If legislators kill the bills with inaction, they are ignoring the calls of parents, education groups and brave teachers who've gone against their union on this issue. Lawmakers will be thumbing their noses at informed research, including the University of Washington's study underscoring the academic harm to students when layoffs rob classrooms of effective teachers.

Worse, lawmakers will be prizing their own political skins above children. 

Couldn't have said it better...so I won't. 

 

Teacher lay-off criteria debated in Olympia

HB 1609 proposes to change the criteria for how reductions-in-force are handled in the schools. If passed, a teacher's performance would carry more weight than his/her seniority. The bill analysis is worth a read, if you haven't been there yet.

Peter Callaghan reports for The News Tribune on Tuesday's hearing. These excerpts give a flavor of the frustration spurred by this important issue:

Love it or hate it, teacher evaluation is a topic that something calling itself an education committee should discuss. Especially one controlled by the same party as President Obama, who has placed it on his school reform agenda.

But the hearing on the bill sounded like an audition for the next Chipmunks movie, with 17 witnesses rapidly saying what they needed to say in less than a minute each. If they failed, they were cut off by Chairwoman Sharon Tomiko Santos, sometimes in mid-sentence...

Proponents said it makes no sense to leave weak teachers on the job and lay off better teachers simply because of seniority...Backers argue that without consequences such as pay, layoffs and retention, the new evaluation system won’t be taken seriously.

Some legislators are trying to make the bill more palatable to opponents, and it would probably pass if it came to a vote. But the bill does not appear to have much push from Democratic leaders such as House Speaker Frank Chopp. There doesn’t appear to be an appetite in a session marked by budget cuts and layoffs to take on the WEA over seniority.

This business-backed bill is more important than ever as our schools face budget cutting that will result in layoffs. How we handle these cuts will lay the foundation for the education system we will have in the future to support the state's eventual economic recovery and growth. 

 

02/16/2011

Key ed reform bills heard in Olympia

Tuesday was a big day for education reform discussion in Olympia. 

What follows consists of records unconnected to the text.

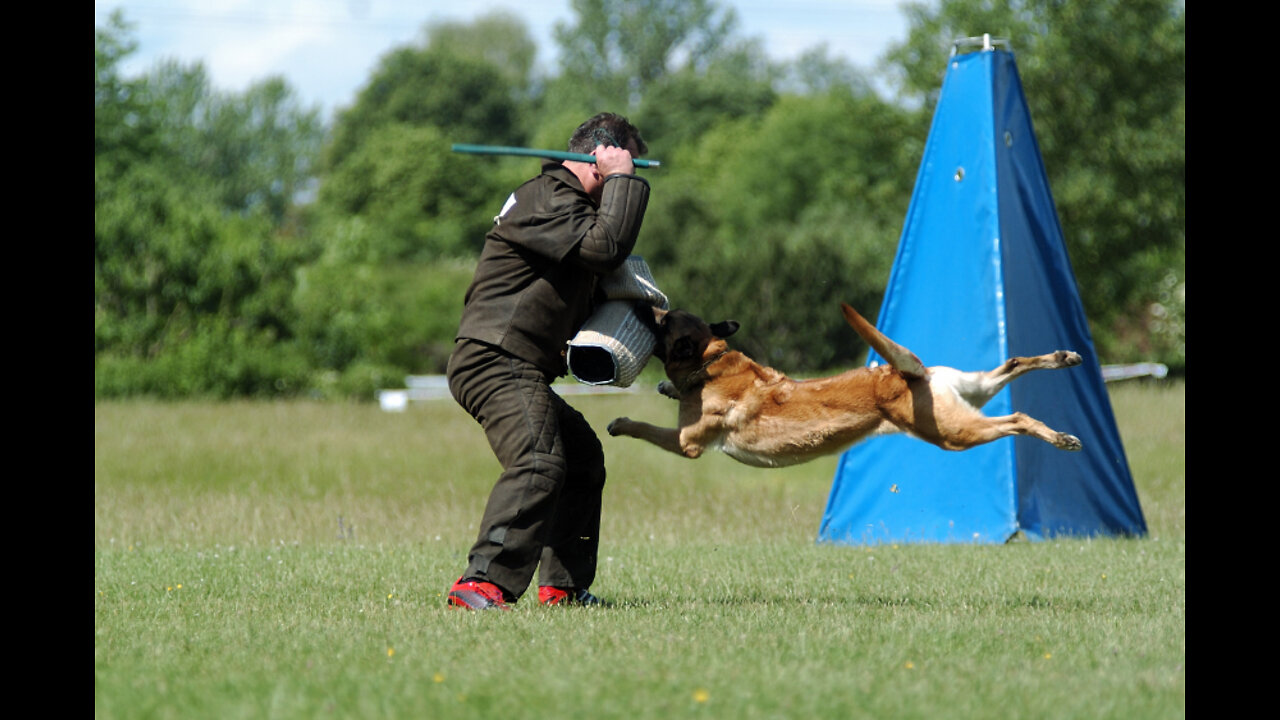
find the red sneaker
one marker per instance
(476, 595)
(548, 595)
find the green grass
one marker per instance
(288, 560)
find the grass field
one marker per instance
(289, 560)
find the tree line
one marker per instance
(247, 246)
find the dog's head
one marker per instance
(682, 337)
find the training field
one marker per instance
(288, 560)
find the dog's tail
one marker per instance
(899, 356)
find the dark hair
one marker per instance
(606, 128)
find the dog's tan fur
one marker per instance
(759, 417)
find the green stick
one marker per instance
(531, 153)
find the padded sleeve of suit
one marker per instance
(617, 223)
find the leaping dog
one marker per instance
(763, 418)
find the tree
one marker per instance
(1105, 82)
(192, 270)
(618, 49)
(467, 99)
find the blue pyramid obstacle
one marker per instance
(982, 274)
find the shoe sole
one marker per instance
(470, 600)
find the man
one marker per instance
(533, 288)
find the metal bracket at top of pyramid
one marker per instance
(986, 42)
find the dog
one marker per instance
(762, 418)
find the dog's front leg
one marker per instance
(668, 438)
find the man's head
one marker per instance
(621, 141)
(606, 128)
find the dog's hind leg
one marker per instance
(978, 388)
(981, 429)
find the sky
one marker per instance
(328, 49)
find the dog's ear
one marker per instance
(725, 328)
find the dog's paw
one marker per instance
(1068, 442)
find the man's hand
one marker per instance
(612, 160)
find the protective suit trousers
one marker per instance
(544, 510)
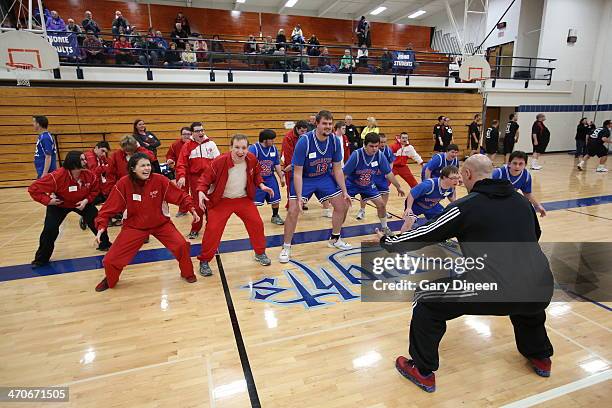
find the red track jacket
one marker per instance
(65, 187)
(117, 167)
(144, 205)
(217, 177)
(195, 158)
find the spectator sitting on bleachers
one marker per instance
(268, 46)
(180, 18)
(201, 48)
(250, 47)
(123, 54)
(55, 23)
(189, 58)
(75, 29)
(179, 36)
(281, 39)
(161, 44)
(297, 37)
(89, 24)
(362, 56)
(313, 46)
(386, 60)
(120, 22)
(325, 62)
(93, 49)
(347, 63)
(173, 57)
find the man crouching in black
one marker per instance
(496, 222)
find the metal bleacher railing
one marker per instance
(150, 51)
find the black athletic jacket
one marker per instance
(497, 221)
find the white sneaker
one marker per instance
(339, 244)
(285, 254)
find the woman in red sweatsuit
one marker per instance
(196, 156)
(234, 178)
(69, 188)
(172, 156)
(143, 196)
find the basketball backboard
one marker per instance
(474, 68)
(25, 50)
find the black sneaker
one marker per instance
(104, 246)
(205, 269)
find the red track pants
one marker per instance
(192, 182)
(405, 173)
(130, 240)
(217, 219)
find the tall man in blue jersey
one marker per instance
(424, 198)
(45, 156)
(440, 160)
(269, 161)
(517, 174)
(362, 172)
(317, 169)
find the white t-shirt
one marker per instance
(236, 181)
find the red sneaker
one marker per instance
(191, 279)
(541, 366)
(102, 286)
(410, 371)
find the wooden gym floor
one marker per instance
(156, 341)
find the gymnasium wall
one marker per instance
(239, 24)
(78, 116)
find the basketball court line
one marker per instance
(562, 390)
(590, 215)
(24, 271)
(242, 353)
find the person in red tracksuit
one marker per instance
(196, 156)
(97, 163)
(287, 148)
(143, 197)
(227, 188)
(67, 189)
(402, 149)
(172, 156)
(117, 163)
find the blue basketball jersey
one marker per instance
(429, 193)
(360, 168)
(315, 156)
(268, 158)
(438, 162)
(521, 182)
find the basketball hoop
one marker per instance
(22, 72)
(474, 68)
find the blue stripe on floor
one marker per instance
(9, 273)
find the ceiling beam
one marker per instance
(366, 10)
(326, 8)
(408, 11)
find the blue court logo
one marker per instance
(311, 287)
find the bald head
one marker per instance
(476, 168)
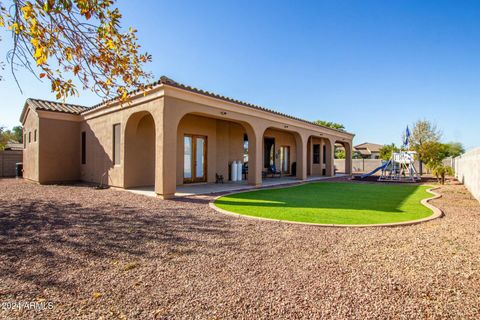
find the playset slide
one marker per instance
(383, 166)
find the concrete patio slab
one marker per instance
(230, 186)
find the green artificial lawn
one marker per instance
(332, 203)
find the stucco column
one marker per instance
(348, 158)
(309, 156)
(255, 144)
(301, 143)
(322, 143)
(166, 156)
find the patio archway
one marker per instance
(139, 164)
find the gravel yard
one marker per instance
(113, 254)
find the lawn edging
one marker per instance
(437, 213)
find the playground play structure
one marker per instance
(399, 168)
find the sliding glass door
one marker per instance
(194, 158)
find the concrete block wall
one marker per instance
(8, 159)
(467, 171)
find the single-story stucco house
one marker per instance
(171, 135)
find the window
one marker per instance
(84, 144)
(116, 143)
(316, 154)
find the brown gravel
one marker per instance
(112, 254)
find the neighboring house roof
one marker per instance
(368, 148)
(373, 147)
(38, 104)
(13, 145)
(76, 109)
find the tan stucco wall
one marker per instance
(30, 153)
(99, 147)
(282, 138)
(224, 144)
(59, 155)
(151, 149)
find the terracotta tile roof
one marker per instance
(77, 109)
(38, 104)
(56, 106)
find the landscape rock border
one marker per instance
(437, 213)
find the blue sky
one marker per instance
(374, 66)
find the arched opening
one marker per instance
(139, 154)
(282, 153)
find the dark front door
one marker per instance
(269, 152)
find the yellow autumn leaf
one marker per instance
(96, 295)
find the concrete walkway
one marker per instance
(187, 190)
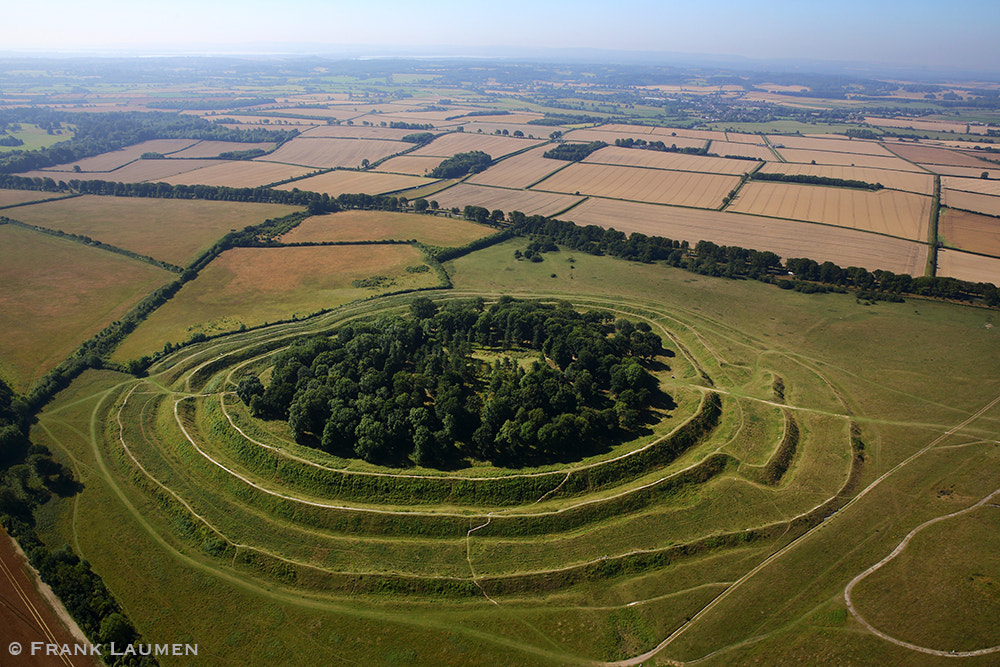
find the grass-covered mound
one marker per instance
(442, 385)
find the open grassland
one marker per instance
(920, 183)
(608, 136)
(758, 151)
(969, 231)
(278, 550)
(633, 157)
(931, 155)
(980, 185)
(891, 212)
(248, 287)
(328, 153)
(416, 165)
(338, 182)
(170, 230)
(971, 201)
(846, 159)
(106, 162)
(238, 174)
(656, 186)
(56, 294)
(386, 226)
(462, 142)
(787, 238)
(966, 266)
(837, 145)
(528, 202)
(519, 171)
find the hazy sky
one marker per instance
(961, 33)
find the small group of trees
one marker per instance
(409, 389)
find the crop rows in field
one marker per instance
(656, 186)
(891, 212)
(787, 238)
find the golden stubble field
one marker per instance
(901, 214)
(56, 294)
(657, 186)
(170, 230)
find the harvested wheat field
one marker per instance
(910, 181)
(338, 182)
(110, 161)
(933, 155)
(170, 230)
(637, 157)
(354, 132)
(981, 185)
(321, 152)
(968, 172)
(971, 201)
(787, 238)
(756, 151)
(519, 171)
(238, 174)
(608, 137)
(891, 212)
(251, 286)
(528, 202)
(836, 145)
(970, 231)
(415, 165)
(656, 186)
(847, 159)
(15, 197)
(387, 226)
(966, 266)
(208, 149)
(462, 142)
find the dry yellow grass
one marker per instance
(106, 162)
(56, 294)
(636, 157)
(980, 185)
(171, 230)
(322, 152)
(758, 150)
(519, 171)
(251, 286)
(935, 155)
(415, 165)
(609, 137)
(656, 186)
(970, 231)
(526, 201)
(966, 266)
(239, 174)
(338, 182)
(910, 181)
(892, 212)
(847, 159)
(788, 238)
(836, 145)
(462, 142)
(204, 149)
(971, 201)
(385, 226)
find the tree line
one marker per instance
(409, 389)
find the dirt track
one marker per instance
(25, 615)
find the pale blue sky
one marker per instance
(962, 33)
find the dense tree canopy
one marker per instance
(437, 386)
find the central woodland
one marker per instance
(518, 383)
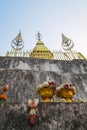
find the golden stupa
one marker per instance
(40, 50)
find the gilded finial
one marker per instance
(38, 36)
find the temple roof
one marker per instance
(42, 52)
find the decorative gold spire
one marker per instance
(67, 44)
(17, 42)
(40, 50)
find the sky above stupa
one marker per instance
(49, 17)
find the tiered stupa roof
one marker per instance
(40, 50)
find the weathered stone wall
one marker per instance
(74, 66)
(24, 74)
(51, 116)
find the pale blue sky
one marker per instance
(50, 17)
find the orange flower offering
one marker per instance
(5, 88)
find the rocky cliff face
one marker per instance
(24, 74)
(51, 116)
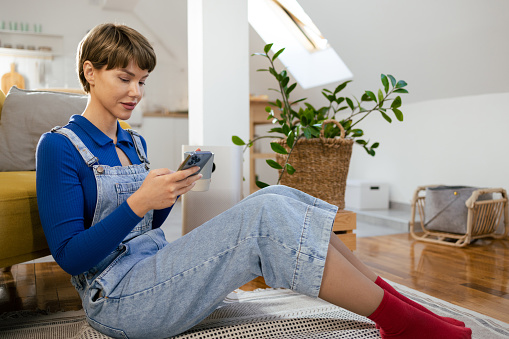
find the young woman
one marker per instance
(101, 209)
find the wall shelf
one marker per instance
(25, 53)
(27, 39)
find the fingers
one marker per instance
(181, 175)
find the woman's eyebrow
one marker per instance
(131, 73)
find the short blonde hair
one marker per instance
(113, 46)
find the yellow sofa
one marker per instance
(24, 116)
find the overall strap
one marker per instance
(138, 145)
(85, 153)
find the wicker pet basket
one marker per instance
(321, 166)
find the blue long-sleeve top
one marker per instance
(67, 194)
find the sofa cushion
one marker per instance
(21, 234)
(26, 115)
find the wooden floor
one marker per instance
(476, 277)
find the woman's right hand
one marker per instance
(161, 188)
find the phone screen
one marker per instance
(198, 158)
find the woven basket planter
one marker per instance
(321, 166)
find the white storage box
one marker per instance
(365, 195)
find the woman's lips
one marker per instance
(129, 105)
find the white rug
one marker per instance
(269, 313)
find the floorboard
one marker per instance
(475, 277)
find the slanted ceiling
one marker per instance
(120, 5)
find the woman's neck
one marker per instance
(106, 122)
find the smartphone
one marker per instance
(196, 158)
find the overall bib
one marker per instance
(149, 288)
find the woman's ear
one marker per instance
(88, 72)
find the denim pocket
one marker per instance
(110, 331)
(124, 191)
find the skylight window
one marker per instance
(308, 55)
(302, 24)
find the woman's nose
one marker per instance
(135, 90)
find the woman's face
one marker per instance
(117, 91)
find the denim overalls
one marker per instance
(149, 288)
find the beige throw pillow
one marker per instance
(26, 115)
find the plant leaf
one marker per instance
(238, 141)
(290, 140)
(296, 101)
(386, 117)
(273, 164)
(350, 103)
(396, 103)
(385, 82)
(400, 90)
(393, 80)
(290, 169)
(380, 97)
(261, 184)
(398, 114)
(278, 148)
(401, 84)
(371, 95)
(291, 88)
(277, 54)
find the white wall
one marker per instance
(453, 54)
(166, 87)
(455, 141)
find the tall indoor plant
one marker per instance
(300, 123)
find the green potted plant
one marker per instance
(300, 123)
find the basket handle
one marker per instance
(322, 132)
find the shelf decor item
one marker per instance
(313, 146)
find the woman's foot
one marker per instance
(398, 319)
(383, 284)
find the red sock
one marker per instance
(398, 319)
(383, 284)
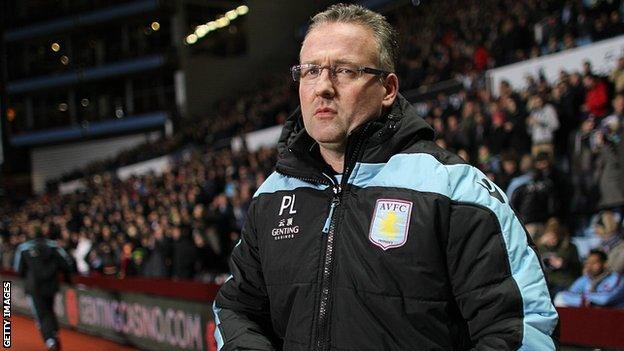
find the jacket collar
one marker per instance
(375, 141)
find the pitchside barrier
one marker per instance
(159, 314)
(147, 321)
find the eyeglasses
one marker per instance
(341, 73)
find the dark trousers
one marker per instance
(43, 308)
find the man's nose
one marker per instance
(324, 85)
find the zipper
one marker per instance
(329, 229)
(323, 312)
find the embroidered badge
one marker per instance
(390, 224)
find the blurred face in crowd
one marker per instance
(509, 166)
(332, 110)
(618, 104)
(594, 266)
(588, 82)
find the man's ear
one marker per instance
(391, 86)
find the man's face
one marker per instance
(332, 110)
(594, 266)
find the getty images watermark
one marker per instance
(6, 314)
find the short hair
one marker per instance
(385, 35)
(601, 254)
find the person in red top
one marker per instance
(596, 96)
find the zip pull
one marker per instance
(335, 202)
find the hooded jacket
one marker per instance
(410, 249)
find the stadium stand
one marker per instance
(555, 148)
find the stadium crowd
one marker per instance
(555, 148)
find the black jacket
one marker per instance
(40, 261)
(411, 250)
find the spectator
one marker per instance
(184, 254)
(608, 229)
(534, 198)
(597, 287)
(542, 123)
(617, 76)
(611, 161)
(596, 97)
(559, 255)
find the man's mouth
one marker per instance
(324, 112)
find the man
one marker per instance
(542, 124)
(608, 229)
(597, 287)
(369, 236)
(40, 260)
(535, 198)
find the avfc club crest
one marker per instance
(390, 224)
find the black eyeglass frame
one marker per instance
(295, 70)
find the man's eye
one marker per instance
(345, 71)
(310, 71)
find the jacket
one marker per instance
(410, 250)
(40, 261)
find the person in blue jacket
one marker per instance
(369, 236)
(599, 286)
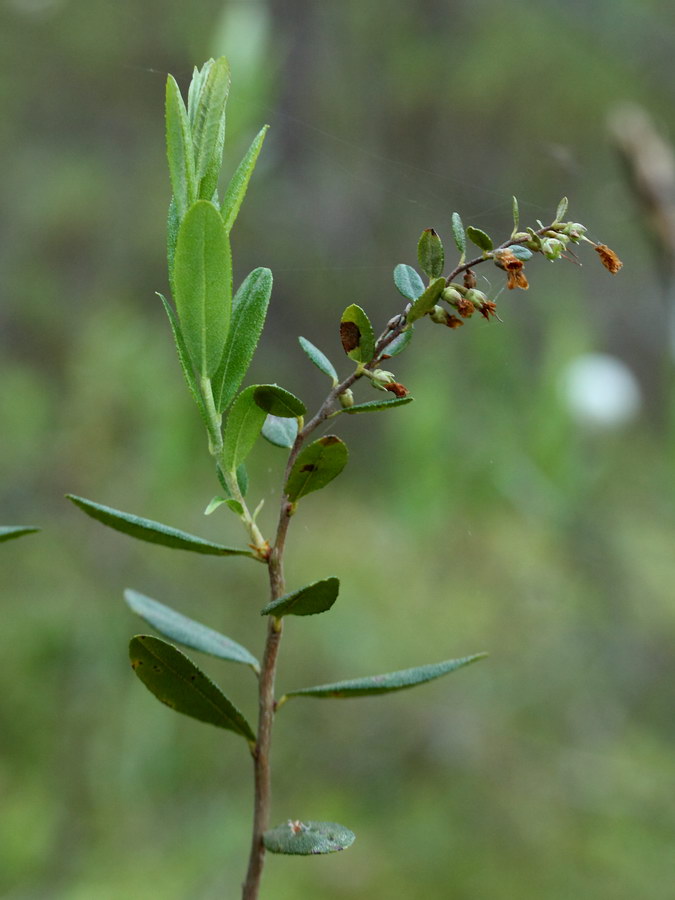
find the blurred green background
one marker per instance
(486, 516)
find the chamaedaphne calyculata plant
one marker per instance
(216, 331)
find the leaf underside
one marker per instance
(384, 684)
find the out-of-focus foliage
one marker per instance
(544, 772)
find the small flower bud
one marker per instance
(439, 315)
(451, 295)
(552, 248)
(346, 399)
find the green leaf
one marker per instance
(175, 680)
(376, 405)
(242, 428)
(408, 282)
(521, 252)
(280, 432)
(209, 125)
(202, 275)
(236, 189)
(297, 838)
(10, 532)
(516, 215)
(458, 233)
(430, 254)
(186, 631)
(179, 149)
(279, 402)
(249, 309)
(316, 466)
(399, 344)
(385, 684)
(313, 598)
(427, 301)
(183, 357)
(561, 211)
(479, 238)
(356, 334)
(152, 532)
(319, 359)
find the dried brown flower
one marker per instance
(608, 258)
(399, 389)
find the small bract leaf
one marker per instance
(313, 598)
(319, 359)
(385, 684)
(208, 125)
(408, 282)
(186, 631)
(561, 211)
(10, 532)
(356, 334)
(242, 428)
(280, 432)
(236, 189)
(458, 233)
(152, 532)
(184, 357)
(376, 405)
(249, 309)
(316, 466)
(479, 238)
(399, 344)
(278, 402)
(430, 253)
(175, 680)
(179, 149)
(202, 275)
(427, 301)
(520, 252)
(297, 838)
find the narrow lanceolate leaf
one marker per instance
(478, 237)
(385, 684)
(296, 838)
(316, 466)
(152, 532)
(10, 532)
(430, 254)
(280, 432)
(356, 334)
(279, 402)
(408, 282)
(183, 357)
(458, 233)
(399, 344)
(175, 680)
(319, 359)
(202, 276)
(516, 215)
(249, 309)
(188, 632)
(179, 149)
(236, 189)
(242, 428)
(208, 125)
(561, 211)
(314, 598)
(427, 301)
(376, 405)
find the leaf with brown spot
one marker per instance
(316, 466)
(356, 334)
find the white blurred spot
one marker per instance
(601, 391)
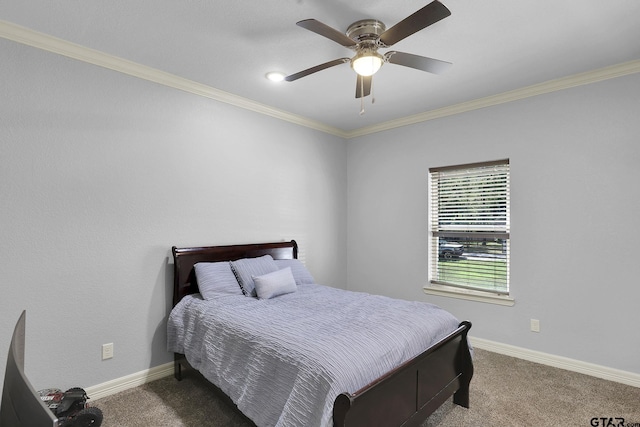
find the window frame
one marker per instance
(474, 293)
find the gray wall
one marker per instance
(575, 204)
(101, 173)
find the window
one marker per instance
(469, 227)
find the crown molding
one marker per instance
(52, 44)
(58, 46)
(585, 78)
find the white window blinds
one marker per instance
(469, 225)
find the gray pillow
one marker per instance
(299, 271)
(246, 268)
(216, 279)
(271, 285)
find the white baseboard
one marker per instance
(598, 371)
(124, 383)
(130, 381)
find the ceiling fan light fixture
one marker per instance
(367, 62)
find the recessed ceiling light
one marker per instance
(275, 76)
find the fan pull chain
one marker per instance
(361, 96)
(373, 97)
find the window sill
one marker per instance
(467, 294)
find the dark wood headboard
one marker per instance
(185, 258)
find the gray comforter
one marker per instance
(284, 360)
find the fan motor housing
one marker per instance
(365, 29)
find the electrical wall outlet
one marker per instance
(107, 351)
(535, 325)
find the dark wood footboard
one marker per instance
(407, 395)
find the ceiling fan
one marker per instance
(367, 36)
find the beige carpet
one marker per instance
(504, 392)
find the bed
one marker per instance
(401, 395)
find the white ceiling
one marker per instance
(495, 46)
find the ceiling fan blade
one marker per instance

Go here for the Kitsap Sun's report on legislation intended to redesign the education system from pre-K through college;

For the Seattle Times' take on legislation placing greater emphasis on teacher quality over teacher seniority during reductions-in-force go here.

And, read Jerry Cornfield's blog (Everett Herald) on a governor-request bill to ask voters to approve elimination of the office of Superintendent of Public Instruction.

Also heard was a business-backed bill to create pathways for leaders outside the ed community to become principals.

The status quo is its own fierce advocate and change never happens easily, but with an area of the state budget that consumes nearly half of the funds available, insufficient state revenue, and perennially poor performance, change needs to happen. Not all change is created equal, though.

Business-supported bills to reward excellent teacher performance and to allow proven leaders to share their skills and experience are positive steps in the right direction.

 

01/11/2011

Governor delivers state of the state

Gov. Gregoire delivered her state of the state message today, acknowledging the tough times and pledging resolve and optimism.

 

Early coverage in The News Tribune, Capitol Record, and SeattlePI.com.